Ardevol, A., & Hummer, G. (2018). Retinal isomerization and water-pore formation in channelrhodopsin-2. Proceedings of the National Academy of Sciences of the United States of America, 115(14), 3557-3562. doi:10.1073/pnas.1700091115.


Cite as: https://hdl.handle.net/21.11116/0000-0003-8D1D-F
Abstract
Channelrhodopsin-2 (ChR2) is a light-sensitive ion channel widely used in optogenetics. Photoactivation triggers a trans-to-cis isomerization of a covalently bound retinal. Ensuing conformational changes open a cation-selective channel. We explore the structural dynamics in the early photocycle leading to channel opening by classical (MM) and quantum mechanical (QM) molecular simulations. With QM/MM simulations, we generated a protein-adapted force field for the retinal chromophore, which we validated against absorption spectra. In a 4-µs MM simulation of a dark-adapted ChR2 dimer, water entered the vestibules of the closed channel.
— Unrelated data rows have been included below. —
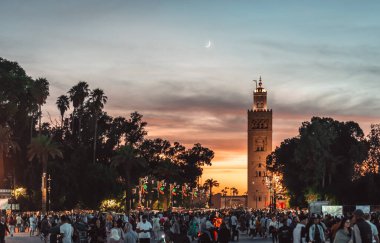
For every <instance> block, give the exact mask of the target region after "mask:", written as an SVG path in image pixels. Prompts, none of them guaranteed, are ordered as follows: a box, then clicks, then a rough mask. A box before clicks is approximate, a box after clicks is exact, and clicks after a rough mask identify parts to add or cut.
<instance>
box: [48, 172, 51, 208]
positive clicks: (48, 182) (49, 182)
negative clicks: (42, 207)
mask: <svg viewBox="0 0 380 243" xmlns="http://www.w3.org/2000/svg"><path fill="white" fill-rule="evenodd" d="M48 193H49V198H48V201H49V208H48V211H50V209H51V206H50V205H51V196H50V193H51V175H50V174H49V177H48Z"/></svg>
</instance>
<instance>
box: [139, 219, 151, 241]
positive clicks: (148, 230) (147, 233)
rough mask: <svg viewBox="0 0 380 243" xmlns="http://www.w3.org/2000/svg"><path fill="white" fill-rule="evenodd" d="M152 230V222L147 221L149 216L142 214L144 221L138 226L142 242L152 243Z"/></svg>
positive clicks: (142, 220) (139, 224)
mask: <svg viewBox="0 0 380 243" xmlns="http://www.w3.org/2000/svg"><path fill="white" fill-rule="evenodd" d="M151 231H152V224H151V223H150V222H148V221H147V216H146V215H143V216H142V221H141V222H139V223H138V224H137V226H136V232H137V233H138V235H139V242H140V243H150V232H151Z"/></svg>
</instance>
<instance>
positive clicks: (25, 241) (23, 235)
mask: <svg viewBox="0 0 380 243" xmlns="http://www.w3.org/2000/svg"><path fill="white" fill-rule="evenodd" d="M5 242H6V243H17V242H29V243H37V242H38V243H41V242H43V241H41V239H40V237H38V236H29V233H16V234H14V236H13V237H10V236H6V237H5ZM234 242H239V243H245V242H254V243H271V242H272V239H271V238H266V239H262V238H257V239H252V238H250V237H248V235H247V234H241V235H240V239H239V241H234ZM152 243H154V241H152ZM193 243H196V241H194V242H193Z"/></svg>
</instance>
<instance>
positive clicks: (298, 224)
mask: <svg viewBox="0 0 380 243" xmlns="http://www.w3.org/2000/svg"><path fill="white" fill-rule="evenodd" d="M298 218H299V219H298V220H297V221H298V222H299V223H297V225H296V227H295V228H294V230H293V243H306V238H307V229H306V225H307V223H308V218H307V216H305V215H300V216H299V217H298Z"/></svg>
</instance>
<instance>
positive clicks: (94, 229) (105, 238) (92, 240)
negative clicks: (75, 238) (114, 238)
mask: <svg viewBox="0 0 380 243" xmlns="http://www.w3.org/2000/svg"><path fill="white" fill-rule="evenodd" d="M90 236H91V241H90V242H91V243H103V242H106V240H107V232H106V228H105V226H104V225H102V223H101V221H100V219H96V221H95V225H94V226H93V227H92V228H91V230H90Z"/></svg>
Retinal all-trans to 13-cis isomerization, simulated with metadynamics, triggered a major restructuring of the charge cluster forming the channel gate. On a microsecond time scale, water penetrated the gate to form a membrane-spanning preopen pore between helices H1, H2, H3, and H7. This influx of water into an ion-impermeable preopen pore is consistent with time-resolved infrared spectroscopy and electrophysiology experiments. In the retinal 13-cis state, D253 emerged as the proton acceptor of the Schiff base. Upon proton transfer from the Schiff base to D253, modeled by QM/MM simulations, we obtained an early-M/P2 390-like intermediate. Rapid rotation of the unprotonated Schiff base toward the cytosolic side effectively prevents its reprotonation from the extracellular side. From MM and QM simulations, we gained detailed insight into the mechanism of ChR2 photoactivation and early events in pore formation. By rearranging the network of charges and hydrogen bonds forming the gate, water emerges as a key player in light-driven ChR2 channel opening.